New v. Malone

1947 OK 365, 189 P.2d 177, 199 Okla. 639, 1947 Okla. LEXIS 653
CourtSupreme Court of Oklahoma
DecidedDecember 2, 1947
DocketNo. 32909
StatusPublished
Cited by9 cases

This text of 1947 OK 365 (New v. Malone) is published on Counsel Stack Legal Research, covering Supreme Court of Oklahoma primary law. Counsel Stack provides free access to over 12 million legal documents including statutes, case law, regulations, and constitutions.

Bluebook
New v. Malone, 1947 OK 365, 189 P.2d 177, 199 Okla. 639, 1947 Okla. LEXIS 653 (Okla. 1947).

Opinion

PER CURIAM.

This action was commenced by plaintiff in error, herein referred to as plaintiff, against defendant in error, for the possession of a Chevrolet automobile.

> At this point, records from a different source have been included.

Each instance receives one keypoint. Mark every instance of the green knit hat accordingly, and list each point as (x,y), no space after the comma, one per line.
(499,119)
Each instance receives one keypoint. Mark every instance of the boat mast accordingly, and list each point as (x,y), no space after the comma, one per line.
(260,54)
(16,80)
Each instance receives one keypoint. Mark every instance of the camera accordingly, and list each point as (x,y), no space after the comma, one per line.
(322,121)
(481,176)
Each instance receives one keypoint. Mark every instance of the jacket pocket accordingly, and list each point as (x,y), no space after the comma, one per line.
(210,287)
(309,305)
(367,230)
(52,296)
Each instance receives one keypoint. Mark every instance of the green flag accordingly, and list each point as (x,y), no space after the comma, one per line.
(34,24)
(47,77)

Plaintiff alleges a special ownership in and right to possession of the automobile by virtue of a chattel mortgage to secure a note in the sum of $868.80; [640]*640that on or about August 20, 1944, plaintiff, then the owner of said automobile, sold the same to one B. L. Franklin; that at the same time, said Franklin executed and delivered to plaintiff his chattel mortgage on said automobile to secure a note in said sum, which was a part of the purchase price. Said note was due and payable in ten monthly installments of $86.88 each, the first installment being due October 5, 1944; that said note and mortgage were assigned to G. D. Foster with full recourse on plaintiff, and on or about November 24, 1944, said note and mortgage were re-assigned to plaintiff; that all of said transactions took place in the State of Texas.

Plaintiff then pleaded certain sections of an act of the Texas Legislature, known and designated as the “Certificate of Title Act”. Section 1 of said Act provides that:

“In the enactment hereof it is hereby declared to be the legislative intent and public policy of this State to lessen and prevent theft of motor vehicles, and the importation into this State of, and traffic in, stolen motor vehicles, and the sale of encumbered motor vehicles without the enforced disclosure to the purchaser of any and all liens for which any such motor vehicle stands as security. . . ”

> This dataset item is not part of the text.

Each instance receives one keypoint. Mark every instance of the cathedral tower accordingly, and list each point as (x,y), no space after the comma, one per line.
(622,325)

Plaintiff then pleaded en hac verbae sections 1, 1a, 24, 24a, 27, 31, 32, 32a, 33, 42, 43, 44, 45, 46, and 52 of said Act of the Legislature of the State of Texas. The material provisions of said sections will hereinafter be set out. Other usual allegations of actions in replevin under chattel mortgages were pleaded.

By unverified answer, defendant denied each and every allegation set forth in plaintiff’s petition and specifically denied that the statute of the State of Texas as pleaded by plaintiff is sufficient to impart notice to defendant or any other person in the State of Oklahoma; that plaintiff had no claim, right, title, or interest in or to the property sued for in this cause.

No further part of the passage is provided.